What’s better than one Danny Kaye?
Two I suppose. If your a fan like me. Add in his frequent leading lady, the beautiful Virginia Mayo and we have a fun filled technicolor extravaganza highlighted by dance numbers featuring Vera-Ellen.
This Goldwyn production by way of RKO begins with Danny playing the star comedian at The Pelican Club. He’s always “on” and bursting with energy when chatting with backstage members and cab drivers. Vera-Ellen is his dancer girlfriend and the woman he intends to marry. Things are about to go awry for Danny when local hood Steve Cochran makes bail. Danny is scheduled to testify that Cochran did indeed commit a murder.
Cochran sends in a couple of “the boys” to take him for a ride. Allen Jenkins and Edward Brophy do just that dumping the bullet riddled body of Danny off a bridge into a river below.
With our leading man killed shortly after the film’s opening we can take solace in the fact that Danny’s star comedian has a super identical twin played by Danny. Who else? The only thing is, he’s a rather quiet bookworm who is scared to death of women. Still he does attract the blonde haired librarian played by Miss Mayo. (I don’t recall any librarians looking like Virginia when I was a frequent visitor in my researching film books growing up)
Our quiet and shy Danny begins to hear music and otherworldly noises that lead him to the bridge where our first Danny took a dive. With the use of some slick F/X, Danny appears opposite himself as the smooth talker convinces the mopish version that he is indeed dead. A ghost who needs his live brother to take his place and see to it that he is avenged and Cochran locked up.
In order to pull off much of the ruse, funny man Danny enters the body of his brother leading to some major hi-jinks when Cochran and his cronies find out that Danny is still alive. Or so they believe.
The major laughs occur when our shy Danny is abandoned by the spirit of his brother and must fend off not only the gangsters but Vera-Ellen who believes she is to be married very shortly to Kaye. All this while poor Danny would like nothing better than to court Miss Mayo who is beginning to think Danny is “nutty as a fruitcake.”

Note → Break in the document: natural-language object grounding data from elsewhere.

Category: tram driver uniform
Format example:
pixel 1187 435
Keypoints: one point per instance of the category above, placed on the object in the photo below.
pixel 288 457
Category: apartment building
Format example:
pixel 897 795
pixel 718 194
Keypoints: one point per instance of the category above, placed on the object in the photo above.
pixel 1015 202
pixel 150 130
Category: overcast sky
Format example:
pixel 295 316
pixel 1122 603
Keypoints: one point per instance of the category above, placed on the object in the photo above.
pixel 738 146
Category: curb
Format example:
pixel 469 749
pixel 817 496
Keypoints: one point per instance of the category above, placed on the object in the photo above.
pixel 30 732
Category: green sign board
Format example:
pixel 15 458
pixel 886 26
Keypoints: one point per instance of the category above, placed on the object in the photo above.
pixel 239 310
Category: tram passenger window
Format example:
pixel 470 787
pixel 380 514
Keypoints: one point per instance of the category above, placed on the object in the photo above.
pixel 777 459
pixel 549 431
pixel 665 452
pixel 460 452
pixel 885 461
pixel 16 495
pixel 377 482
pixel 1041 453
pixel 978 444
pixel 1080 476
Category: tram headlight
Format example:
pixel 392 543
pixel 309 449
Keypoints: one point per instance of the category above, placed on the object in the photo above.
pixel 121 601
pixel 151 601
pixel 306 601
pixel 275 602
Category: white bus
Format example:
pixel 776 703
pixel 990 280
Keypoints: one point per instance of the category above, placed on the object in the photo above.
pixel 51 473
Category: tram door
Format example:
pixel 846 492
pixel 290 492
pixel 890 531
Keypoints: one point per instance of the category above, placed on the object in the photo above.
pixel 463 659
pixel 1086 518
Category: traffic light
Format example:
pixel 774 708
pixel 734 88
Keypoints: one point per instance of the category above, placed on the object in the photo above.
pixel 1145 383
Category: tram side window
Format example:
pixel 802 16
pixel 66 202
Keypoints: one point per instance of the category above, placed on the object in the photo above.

With all the plot devices here, Danny Kaye is given a wide berth to run wild with this role ranging from crashing the stage and singing opera to driving S.Z. Sakall crazy down at the local butcher shop. Along with Sakall, Jenkins and Brophy there are a few other faces one is sure to recognize. Huntz Hall turns up as a sailor who gets caught between Spirit Danny talking to Live Danny getting totally confused as to the conversation which seems aimed at his girl. Ray Teal of Bonanza makes an appearance as does Otto Kruger as the D.A. and Natalie Schafer, better known as castaway Mrs. Howell.
Kaye has always reminded me somewhat of Robin Williams. Turn him loose and begin laughing at his antics. This comedy adventure gives Danny plenty of opportunity to do just that as he takes to the stage at the Club in the movie. Listen close to catch the many nods to stars of the day when Danny is running at the mouth. Miss Mayo and Danny would have a run of successful romantic flicks mixed with music and adventure over the next few years under the guidance of Samuel Goldwyn before going separate ways in the decade ahead.
Vera-Ellen is probably more recognizable then Mayo as a Danny co-star to the general public nowadays due to the multiple showings of White Christmas on TV every year.
A fun time to be had here and thanks to the Warner Archive Collection, a set of Danny’s titles has been made available in a set package.